To simplify the manipulation of the data we needed to combine the data provided by Gertrude into a single unified dataset. So choosing the right model of the dataset can have a stake on the prediction, the features of the dataset are:
- date (periode) “Example: 28/01/2021”
- zone (Bordeaux Metropole is divided into 37 zones by Gertrude) “Example: 24”
- sensor_type (Gertrude is using two types of sensors, a CT sensor that calculates the number of cars stopping by a red light, and LQ sensor that calculates the time of waiting of every car in a red light)
- sensor (every sensor is identified by a number) “Example: CT9 ” (this means we’re using the CT sensor number 9)
- 288 values (val_001…val_288) (every value represent 5 minutes)
As you can see in the picture, for example, the first line matches the date january 18th 2019 , zone 27 of Bordeaux, sensor CT and the 288 value that corresponds to number of cars in zone 27, at 18th january 2019 every 5 minutes.

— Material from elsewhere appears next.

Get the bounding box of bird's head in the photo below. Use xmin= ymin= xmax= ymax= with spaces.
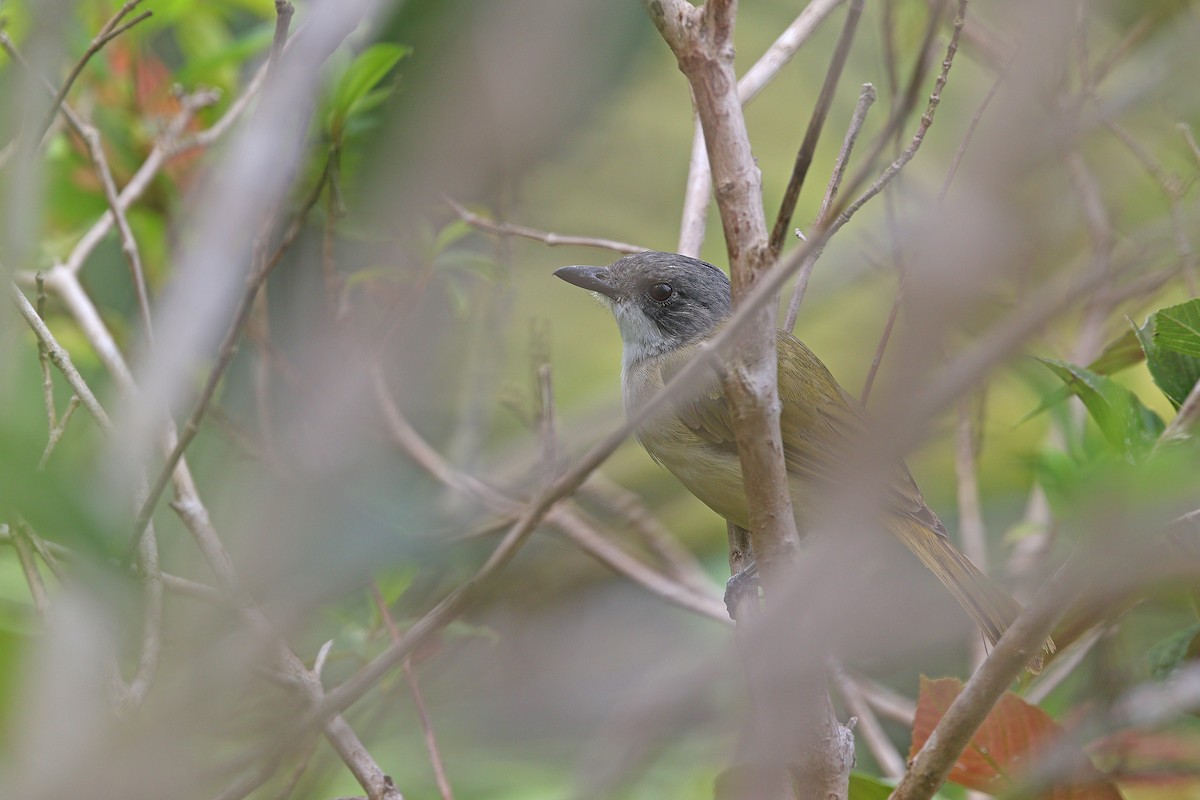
xmin=554 ymin=251 xmax=730 ymax=365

After choosing the dataset, we have to go to the part of Data Preprocessing, The goal of this step is to encode the dataset in a form that could be interpreted and parsed by the the algorithm. So we decided to go for this formula of features:
- year
- month
- day
- dayOfWeek (an integer from 0 to 6)
After encoding the features, the results on our dataset can be seen as:
Another part of Data Preprocessing is to split the data for 2 reasons, the first reason is to differentiates between features and targets, for example in our case the first split is:
So using this split we can start thinking about our model, but before that there is a second reason to split data, which is to divide the data into training data and testing data, so we decided to allocate 80% of the data for training and the remaining for the testing part ( we will explain later what training data and testing data means)
The Random Forest model is one of the popular machine learning models that is used for flexible subjects, highly accurate results and also for training on large amounts of data. The Random Forest Regressor is used for popular fields as Banking and the stock market prediction, etc.

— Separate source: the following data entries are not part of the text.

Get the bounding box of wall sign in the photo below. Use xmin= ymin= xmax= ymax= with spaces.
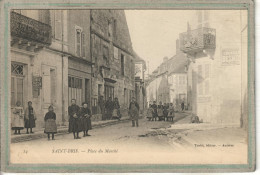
xmin=221 ymin=48 xmax=240 ymax=65
xmin=32 ymin=76 xmax=42 ymax=89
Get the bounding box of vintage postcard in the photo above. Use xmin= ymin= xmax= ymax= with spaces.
xmin=0 ymin=0 xmax=255 ymax=173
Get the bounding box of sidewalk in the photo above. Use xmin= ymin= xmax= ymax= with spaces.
xmin=11 ymin=116 xmax=129 ymax=143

So how this model works?, there is no better way to explain this model more than the example i used in order to understand it for the first time, (The field of study example)
So as you can see on the example, we have a decision tree where each question narrows down our range of possible values until the model get confident enough to make a single prediction.
In this example we start from the first question about the gender of the student, if he’s a male then we go for the next question about his GPA, if his GPA is over 3 then we need to know if he’s taking physics or not, if the answer is “Yes” then he is surely an Engineer, if not the the model is confident enough to say that he is a Computer Science Student (Welcome to the team), same for every path of the decision tree until the model get confident to make a prediction.
The Random Forest Regressor is an ensemble of decision trees
Many trees, constructed in a certain “random” way, form a Random Forest.
The training phase is the phase where our model learns and assimilate information. In this project, we used supervised machine learning. Which means that the data given to the model is “labelled”. In other words, the data is already tagged with the correct answer.
In our case, the data is the CT (sensor) and the label or the correct answer corresponding to the tag is the set of values registered by this sensor during one day. Our model trained on all the city’s sensors data collected from January 2019 to October 2020. This step is very important because, through learning from labeled training data set, the model can predict outcomes for unforeseen data.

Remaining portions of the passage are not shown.